Authors: Elizabeth Lowell
“Who is Uncle’s expert?” Kyle asked.
“Me,” April said, still looking at Lianne.
Somehow Kyle wasn’t surprised.
“We’re going to Farmer’s private island the day before the museum opens,” April added.
“Day after tomorrow?” Kyle asked.
“Yes. I’ll arrange for Lianne to come with me on the appraisal,” April said, turning to him. “I’m good, but she’s better. That’s assuming she’s still out of jail. Big assumption.” April turned back to Lianne. “Kyle got you close to the suit before the guards tossed you out.
Was it real?”
“If you stay out of our face until the appraisal,” Kyle said before Lianne could answer, “the shroud won’t be a problem.”
“What are you going to do?” April demanded again.
“You still don’t want to know.”
April put her fists on her hips. “If you get caught, we don’t know you from skid marks on underwear.”
Kyle nodded. “When will I get the equipment?”
“It will be delivered to your condo by eighteen hundred.”
“Six P.M.,” he translated before Lianne could ask. “What about her passport?”
“I’ll get it,” April said.
“Take her off the immigration shit list, too. Just in case.”
“I’ll try, but…” April shrugged and headed out of the room. “This is a bureaucracy, Donovan. Better that her name never gets punched into a border computer in the first place.”
As soon as the door closed behind April, Lianne said, “I don’t need a passport to—”
The words ended in a muffled sound when Kyle kissed
her firmly, shutting her up. After he lifted his mouth, all he said was, “Are you through here?”
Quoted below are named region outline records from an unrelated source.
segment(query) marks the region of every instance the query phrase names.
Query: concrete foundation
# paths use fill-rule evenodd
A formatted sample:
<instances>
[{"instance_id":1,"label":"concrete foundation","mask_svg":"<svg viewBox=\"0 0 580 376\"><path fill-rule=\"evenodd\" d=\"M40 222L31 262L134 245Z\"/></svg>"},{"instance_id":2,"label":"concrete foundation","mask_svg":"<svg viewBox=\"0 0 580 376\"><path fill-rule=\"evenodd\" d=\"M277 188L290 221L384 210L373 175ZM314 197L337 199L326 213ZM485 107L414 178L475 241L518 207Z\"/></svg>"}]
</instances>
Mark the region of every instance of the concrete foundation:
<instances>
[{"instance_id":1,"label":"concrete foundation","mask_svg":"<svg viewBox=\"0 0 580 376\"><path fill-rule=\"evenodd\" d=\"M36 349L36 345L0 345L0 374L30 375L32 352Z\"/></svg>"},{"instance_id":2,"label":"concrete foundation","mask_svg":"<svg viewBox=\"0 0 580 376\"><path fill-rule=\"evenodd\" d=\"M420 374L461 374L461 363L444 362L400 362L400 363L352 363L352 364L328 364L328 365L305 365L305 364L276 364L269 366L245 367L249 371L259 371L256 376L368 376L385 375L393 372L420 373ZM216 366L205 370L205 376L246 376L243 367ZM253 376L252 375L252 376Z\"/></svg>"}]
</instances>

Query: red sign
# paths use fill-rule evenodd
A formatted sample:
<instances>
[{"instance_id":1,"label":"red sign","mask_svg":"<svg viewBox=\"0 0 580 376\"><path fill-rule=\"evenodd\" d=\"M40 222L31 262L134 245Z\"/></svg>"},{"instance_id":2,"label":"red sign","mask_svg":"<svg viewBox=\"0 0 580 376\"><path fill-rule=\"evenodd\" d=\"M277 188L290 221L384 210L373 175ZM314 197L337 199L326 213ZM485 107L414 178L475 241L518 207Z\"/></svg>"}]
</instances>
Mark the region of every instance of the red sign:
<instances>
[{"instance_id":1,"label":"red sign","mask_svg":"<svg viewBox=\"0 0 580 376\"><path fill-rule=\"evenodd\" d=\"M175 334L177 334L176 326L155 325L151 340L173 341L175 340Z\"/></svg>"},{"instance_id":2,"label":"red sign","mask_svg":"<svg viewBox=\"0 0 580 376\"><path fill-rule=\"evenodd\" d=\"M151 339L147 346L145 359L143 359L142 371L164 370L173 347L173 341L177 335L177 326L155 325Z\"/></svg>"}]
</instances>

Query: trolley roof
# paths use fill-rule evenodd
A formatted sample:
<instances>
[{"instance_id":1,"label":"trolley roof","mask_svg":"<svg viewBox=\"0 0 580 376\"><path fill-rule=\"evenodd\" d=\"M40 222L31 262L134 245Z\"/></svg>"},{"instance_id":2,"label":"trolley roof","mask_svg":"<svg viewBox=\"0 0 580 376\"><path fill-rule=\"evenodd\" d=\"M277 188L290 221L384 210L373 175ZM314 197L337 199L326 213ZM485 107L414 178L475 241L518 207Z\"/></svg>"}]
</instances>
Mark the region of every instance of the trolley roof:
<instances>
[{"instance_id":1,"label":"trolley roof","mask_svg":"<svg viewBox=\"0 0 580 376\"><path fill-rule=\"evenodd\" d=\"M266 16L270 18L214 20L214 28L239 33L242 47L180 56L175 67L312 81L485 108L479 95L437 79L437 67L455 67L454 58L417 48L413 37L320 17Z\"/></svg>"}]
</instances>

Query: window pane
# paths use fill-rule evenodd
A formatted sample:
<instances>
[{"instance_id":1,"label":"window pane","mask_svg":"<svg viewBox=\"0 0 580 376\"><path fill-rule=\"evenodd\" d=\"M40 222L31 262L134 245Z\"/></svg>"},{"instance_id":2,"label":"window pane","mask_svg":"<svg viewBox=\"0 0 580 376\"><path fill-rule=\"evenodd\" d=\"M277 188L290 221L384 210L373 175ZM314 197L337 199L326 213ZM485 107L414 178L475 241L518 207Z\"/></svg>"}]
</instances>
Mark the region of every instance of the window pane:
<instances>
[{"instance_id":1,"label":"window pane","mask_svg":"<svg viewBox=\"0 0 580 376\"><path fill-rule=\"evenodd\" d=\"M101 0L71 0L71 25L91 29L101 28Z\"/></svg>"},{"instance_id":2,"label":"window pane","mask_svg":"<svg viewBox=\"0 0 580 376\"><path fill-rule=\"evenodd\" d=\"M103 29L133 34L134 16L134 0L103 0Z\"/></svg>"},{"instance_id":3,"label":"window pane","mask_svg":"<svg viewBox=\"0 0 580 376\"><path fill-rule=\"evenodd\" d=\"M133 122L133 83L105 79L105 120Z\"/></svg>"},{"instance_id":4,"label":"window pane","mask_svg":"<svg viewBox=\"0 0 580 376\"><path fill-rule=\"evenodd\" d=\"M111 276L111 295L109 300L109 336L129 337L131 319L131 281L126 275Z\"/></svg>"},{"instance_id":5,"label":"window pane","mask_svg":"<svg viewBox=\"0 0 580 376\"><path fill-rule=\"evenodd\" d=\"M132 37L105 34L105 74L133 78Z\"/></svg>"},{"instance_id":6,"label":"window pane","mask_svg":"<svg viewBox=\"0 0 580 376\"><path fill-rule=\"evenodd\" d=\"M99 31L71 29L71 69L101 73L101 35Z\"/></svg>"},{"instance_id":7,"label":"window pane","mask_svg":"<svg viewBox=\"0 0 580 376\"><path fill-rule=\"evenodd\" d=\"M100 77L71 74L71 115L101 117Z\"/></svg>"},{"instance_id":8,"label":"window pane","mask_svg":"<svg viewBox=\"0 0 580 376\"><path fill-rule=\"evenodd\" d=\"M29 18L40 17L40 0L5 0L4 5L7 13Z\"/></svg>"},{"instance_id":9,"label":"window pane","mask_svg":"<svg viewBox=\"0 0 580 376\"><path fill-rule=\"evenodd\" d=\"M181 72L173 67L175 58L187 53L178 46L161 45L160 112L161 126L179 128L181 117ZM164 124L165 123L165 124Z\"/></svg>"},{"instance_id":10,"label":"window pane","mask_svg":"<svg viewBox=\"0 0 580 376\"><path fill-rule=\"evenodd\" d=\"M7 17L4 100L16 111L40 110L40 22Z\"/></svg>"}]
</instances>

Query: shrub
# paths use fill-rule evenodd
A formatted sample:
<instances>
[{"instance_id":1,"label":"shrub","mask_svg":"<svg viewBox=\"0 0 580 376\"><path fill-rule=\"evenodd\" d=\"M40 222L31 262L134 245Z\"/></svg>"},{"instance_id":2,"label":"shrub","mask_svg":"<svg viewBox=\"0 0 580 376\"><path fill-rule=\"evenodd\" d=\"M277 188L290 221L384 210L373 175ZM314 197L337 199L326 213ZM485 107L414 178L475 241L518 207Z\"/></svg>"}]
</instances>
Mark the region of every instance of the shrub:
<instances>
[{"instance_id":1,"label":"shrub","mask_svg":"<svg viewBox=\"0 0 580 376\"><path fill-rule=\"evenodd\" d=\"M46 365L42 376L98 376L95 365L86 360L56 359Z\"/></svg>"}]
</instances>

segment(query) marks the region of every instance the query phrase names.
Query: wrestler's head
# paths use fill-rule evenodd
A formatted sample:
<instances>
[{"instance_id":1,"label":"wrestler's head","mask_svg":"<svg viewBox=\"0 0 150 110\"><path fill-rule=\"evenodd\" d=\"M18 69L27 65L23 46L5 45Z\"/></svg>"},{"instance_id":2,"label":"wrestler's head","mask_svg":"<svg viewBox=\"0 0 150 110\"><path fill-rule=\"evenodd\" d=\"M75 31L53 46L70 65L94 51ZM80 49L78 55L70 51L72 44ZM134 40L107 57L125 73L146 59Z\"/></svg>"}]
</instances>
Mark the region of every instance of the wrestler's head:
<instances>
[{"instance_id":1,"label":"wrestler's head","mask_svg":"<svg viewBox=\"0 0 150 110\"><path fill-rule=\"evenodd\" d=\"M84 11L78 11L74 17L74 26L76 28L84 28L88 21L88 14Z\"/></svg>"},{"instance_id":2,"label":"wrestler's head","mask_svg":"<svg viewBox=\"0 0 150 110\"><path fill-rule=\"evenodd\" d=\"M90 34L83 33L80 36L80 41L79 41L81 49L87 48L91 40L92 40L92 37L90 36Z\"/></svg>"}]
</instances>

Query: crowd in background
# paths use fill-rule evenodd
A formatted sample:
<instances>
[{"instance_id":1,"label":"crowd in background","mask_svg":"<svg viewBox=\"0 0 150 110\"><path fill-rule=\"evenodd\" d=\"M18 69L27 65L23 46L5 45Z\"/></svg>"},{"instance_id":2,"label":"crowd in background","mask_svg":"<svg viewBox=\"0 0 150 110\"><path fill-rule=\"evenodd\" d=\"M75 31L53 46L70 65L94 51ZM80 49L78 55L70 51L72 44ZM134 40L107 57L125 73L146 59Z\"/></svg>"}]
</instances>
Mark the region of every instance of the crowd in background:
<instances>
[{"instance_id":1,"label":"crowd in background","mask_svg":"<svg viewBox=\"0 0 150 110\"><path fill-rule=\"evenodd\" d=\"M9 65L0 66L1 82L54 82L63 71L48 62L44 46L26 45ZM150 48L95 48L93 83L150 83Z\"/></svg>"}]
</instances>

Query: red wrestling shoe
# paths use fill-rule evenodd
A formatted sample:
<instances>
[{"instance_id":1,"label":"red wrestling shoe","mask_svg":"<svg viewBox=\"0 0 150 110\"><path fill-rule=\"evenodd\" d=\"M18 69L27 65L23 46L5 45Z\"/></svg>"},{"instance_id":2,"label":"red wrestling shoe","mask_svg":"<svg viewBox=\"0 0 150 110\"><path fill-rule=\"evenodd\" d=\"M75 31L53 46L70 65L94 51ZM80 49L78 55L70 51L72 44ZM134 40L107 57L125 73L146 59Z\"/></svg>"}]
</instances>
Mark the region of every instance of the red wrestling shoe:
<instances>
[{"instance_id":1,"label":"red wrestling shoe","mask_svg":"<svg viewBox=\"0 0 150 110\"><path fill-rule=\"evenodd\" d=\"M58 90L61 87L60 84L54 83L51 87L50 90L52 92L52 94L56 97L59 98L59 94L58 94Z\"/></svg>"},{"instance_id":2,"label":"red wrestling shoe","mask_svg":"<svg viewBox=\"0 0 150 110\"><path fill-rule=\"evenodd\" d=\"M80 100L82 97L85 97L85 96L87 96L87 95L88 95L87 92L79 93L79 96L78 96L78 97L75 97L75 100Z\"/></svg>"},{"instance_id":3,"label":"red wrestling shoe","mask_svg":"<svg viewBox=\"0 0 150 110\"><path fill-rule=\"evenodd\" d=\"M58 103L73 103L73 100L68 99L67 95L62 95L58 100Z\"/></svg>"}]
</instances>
Lianne looked down at the sculpture she still held. As eager as she was to see the last of the building where she had been handcuffed and locked in a room, she still was reluctant to part with Bride Dreaming.
Kyle took the sculpture from Lianne’s hands. As he set it on the table, he looked at the jade for the first time. He whistled in a sliding, musical tribute to the artist’s skill. The entire piece had been designed to take advantage of the remarkable chatoyance of the jade that lay between the woman’s thighs, the physical door to a metaphysical experience.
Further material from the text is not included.